I watch my critical care colleagues and the ICU teams continue to provide exceptional care DAY AFTER GUT WRENCHING DAY. All the while knowing that it didn’t need to be this way. Knowing that the patient in the corner room wouldn’t be on a vent if she’d been vaccinated. Knowing that the young guy in the Cardiothoracic ICU wouldn’t be on ECMO if he’d been vaccinated. Knowing that the patient who died yesterday would probably be home with a stuffy nose had he been vaccinated. Knowing that the grandpa who died would probably be fine had his family been vaccinated and not infected him. I see the exhaustion in the resident’s eyes after pronouncing five patients in a matter of two days.

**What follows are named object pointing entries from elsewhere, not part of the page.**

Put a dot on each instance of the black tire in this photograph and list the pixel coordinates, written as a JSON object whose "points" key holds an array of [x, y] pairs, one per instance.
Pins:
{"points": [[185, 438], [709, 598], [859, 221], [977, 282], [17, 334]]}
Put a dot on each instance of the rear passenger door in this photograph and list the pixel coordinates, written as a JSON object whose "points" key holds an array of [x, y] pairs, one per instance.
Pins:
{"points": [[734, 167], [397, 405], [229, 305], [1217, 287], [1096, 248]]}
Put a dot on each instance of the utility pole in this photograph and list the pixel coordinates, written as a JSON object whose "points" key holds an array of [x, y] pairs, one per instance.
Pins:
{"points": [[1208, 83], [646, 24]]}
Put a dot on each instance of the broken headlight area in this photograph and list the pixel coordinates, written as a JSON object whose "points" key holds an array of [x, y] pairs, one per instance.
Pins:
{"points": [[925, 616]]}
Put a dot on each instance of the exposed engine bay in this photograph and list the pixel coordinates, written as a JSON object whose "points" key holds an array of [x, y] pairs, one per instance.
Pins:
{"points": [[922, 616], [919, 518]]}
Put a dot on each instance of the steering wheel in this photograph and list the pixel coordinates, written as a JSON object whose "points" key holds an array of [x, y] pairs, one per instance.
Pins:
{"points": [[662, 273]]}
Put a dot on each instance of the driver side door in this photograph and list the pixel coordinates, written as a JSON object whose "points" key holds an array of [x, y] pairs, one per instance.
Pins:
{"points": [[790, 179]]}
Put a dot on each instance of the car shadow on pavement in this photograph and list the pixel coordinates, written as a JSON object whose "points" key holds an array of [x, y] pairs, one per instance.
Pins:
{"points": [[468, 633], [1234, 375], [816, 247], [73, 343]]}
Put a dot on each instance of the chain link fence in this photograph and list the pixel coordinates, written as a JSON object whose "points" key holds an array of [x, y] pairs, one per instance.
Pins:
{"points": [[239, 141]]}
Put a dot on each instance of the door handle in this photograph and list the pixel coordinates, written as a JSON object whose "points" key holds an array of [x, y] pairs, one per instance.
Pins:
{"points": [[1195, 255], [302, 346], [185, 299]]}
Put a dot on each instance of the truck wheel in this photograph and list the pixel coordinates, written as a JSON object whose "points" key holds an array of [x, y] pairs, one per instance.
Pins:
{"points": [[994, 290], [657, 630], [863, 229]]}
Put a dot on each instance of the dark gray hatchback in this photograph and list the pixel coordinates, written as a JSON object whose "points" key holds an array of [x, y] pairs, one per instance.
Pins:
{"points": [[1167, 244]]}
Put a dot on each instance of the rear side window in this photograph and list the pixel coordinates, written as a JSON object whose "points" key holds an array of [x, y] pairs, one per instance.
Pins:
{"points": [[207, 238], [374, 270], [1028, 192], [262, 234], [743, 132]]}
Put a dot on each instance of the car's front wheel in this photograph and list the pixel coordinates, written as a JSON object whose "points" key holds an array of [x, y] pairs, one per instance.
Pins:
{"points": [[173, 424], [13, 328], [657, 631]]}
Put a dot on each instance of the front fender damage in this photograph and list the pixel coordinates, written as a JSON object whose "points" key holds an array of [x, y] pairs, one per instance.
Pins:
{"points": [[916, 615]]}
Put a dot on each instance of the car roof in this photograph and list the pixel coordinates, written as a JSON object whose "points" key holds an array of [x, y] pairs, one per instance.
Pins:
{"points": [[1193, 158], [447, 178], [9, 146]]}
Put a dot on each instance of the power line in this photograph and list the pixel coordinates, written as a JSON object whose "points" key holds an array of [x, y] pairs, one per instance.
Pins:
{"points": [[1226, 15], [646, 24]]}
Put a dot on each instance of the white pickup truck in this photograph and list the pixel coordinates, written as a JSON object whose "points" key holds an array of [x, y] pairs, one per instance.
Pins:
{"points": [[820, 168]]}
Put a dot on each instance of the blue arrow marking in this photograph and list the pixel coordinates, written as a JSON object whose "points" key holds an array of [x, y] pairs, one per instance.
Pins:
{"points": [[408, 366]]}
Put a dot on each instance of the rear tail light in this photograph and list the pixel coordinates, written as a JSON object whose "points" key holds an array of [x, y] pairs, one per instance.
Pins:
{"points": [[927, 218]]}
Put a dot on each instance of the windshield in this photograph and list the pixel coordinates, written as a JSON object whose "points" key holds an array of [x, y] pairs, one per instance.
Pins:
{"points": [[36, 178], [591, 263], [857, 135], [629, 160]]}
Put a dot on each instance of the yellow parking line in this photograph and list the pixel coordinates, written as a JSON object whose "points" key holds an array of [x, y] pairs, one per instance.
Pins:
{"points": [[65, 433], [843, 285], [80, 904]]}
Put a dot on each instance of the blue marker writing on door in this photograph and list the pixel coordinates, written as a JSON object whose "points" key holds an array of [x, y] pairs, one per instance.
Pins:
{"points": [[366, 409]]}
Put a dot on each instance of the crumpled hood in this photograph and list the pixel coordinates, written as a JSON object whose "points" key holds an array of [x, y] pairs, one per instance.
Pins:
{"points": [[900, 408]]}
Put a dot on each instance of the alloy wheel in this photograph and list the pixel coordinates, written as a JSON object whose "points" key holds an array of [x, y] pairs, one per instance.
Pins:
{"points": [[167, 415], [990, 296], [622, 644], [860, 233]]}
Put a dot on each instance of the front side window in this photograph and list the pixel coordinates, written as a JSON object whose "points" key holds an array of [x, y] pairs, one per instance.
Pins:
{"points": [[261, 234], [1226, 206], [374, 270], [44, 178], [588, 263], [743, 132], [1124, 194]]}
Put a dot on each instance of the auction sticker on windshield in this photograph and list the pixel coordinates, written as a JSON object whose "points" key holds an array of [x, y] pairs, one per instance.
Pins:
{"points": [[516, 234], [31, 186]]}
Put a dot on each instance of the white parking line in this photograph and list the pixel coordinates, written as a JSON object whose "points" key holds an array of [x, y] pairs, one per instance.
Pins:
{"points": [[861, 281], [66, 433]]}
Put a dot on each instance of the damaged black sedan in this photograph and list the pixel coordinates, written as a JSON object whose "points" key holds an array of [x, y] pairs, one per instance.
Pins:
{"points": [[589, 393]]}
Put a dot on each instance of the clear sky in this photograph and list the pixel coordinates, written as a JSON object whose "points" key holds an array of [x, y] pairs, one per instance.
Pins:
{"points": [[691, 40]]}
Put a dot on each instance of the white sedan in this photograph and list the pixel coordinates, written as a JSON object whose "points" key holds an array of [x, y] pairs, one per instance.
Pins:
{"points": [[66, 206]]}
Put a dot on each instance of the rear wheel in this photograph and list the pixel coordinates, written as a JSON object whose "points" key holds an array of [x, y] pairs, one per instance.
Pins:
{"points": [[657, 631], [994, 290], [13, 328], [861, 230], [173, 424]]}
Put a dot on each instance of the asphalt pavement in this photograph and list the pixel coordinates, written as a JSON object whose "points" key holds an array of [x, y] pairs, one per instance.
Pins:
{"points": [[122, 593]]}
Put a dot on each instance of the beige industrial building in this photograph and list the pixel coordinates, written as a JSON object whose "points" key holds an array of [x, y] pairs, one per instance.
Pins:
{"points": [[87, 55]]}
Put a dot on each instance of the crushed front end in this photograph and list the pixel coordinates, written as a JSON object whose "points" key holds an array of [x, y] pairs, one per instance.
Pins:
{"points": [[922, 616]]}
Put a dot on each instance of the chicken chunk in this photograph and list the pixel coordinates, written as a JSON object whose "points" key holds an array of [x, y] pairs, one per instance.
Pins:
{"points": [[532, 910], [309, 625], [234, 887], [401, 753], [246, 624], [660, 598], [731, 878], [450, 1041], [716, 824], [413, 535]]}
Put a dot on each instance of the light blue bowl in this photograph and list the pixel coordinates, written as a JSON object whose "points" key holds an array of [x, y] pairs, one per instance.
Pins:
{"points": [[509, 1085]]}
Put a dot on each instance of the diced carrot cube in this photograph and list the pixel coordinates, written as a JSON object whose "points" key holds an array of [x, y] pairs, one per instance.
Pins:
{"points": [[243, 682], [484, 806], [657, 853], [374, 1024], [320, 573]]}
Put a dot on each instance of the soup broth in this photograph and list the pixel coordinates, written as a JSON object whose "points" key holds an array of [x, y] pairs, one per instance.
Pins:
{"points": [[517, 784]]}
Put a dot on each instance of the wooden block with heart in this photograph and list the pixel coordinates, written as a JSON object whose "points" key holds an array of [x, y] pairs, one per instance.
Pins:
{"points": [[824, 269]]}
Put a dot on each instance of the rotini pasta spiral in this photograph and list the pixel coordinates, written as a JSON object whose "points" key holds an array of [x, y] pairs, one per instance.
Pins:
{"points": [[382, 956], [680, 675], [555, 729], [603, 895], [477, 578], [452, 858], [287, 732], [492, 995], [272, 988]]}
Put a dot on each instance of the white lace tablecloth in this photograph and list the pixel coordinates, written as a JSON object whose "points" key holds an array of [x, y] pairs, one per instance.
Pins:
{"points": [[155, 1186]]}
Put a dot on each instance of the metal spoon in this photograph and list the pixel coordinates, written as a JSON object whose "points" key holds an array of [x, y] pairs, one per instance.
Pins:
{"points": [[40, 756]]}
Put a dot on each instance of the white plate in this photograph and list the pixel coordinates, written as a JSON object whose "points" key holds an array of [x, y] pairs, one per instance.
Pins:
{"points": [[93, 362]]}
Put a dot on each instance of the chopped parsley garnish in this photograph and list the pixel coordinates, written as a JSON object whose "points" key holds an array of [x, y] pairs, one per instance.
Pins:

And then I watch my kids walking into school. And I feel utterly helpless to protect them other than to remind them: Keep your mask on! Wash your hands! Don’t touch your face! Don’t get too close to anyone! And I pray that they will be safe long enough to get their vaccines.
And then the impassioned social medial posts proclaiming misguided assumptions that “personal freedom” is more important than the kid with cancer waiting in a car outside of an emergency room. That someone’s death is a reasonable price to pay because you just didn’t want to get vaccinated. Are we really that society? Are we really a people who says “Screw you, kid with cancer, I don’t want to wear a mask!” Are you okay with someone dying because you are too proud to get a vaccine? Because that is literally what is happening.
PEOPLE ARE DYING.
PEOPLE ARE DYING.
PEOPLE ARE DYING.
And I don’t know how to make anyone care.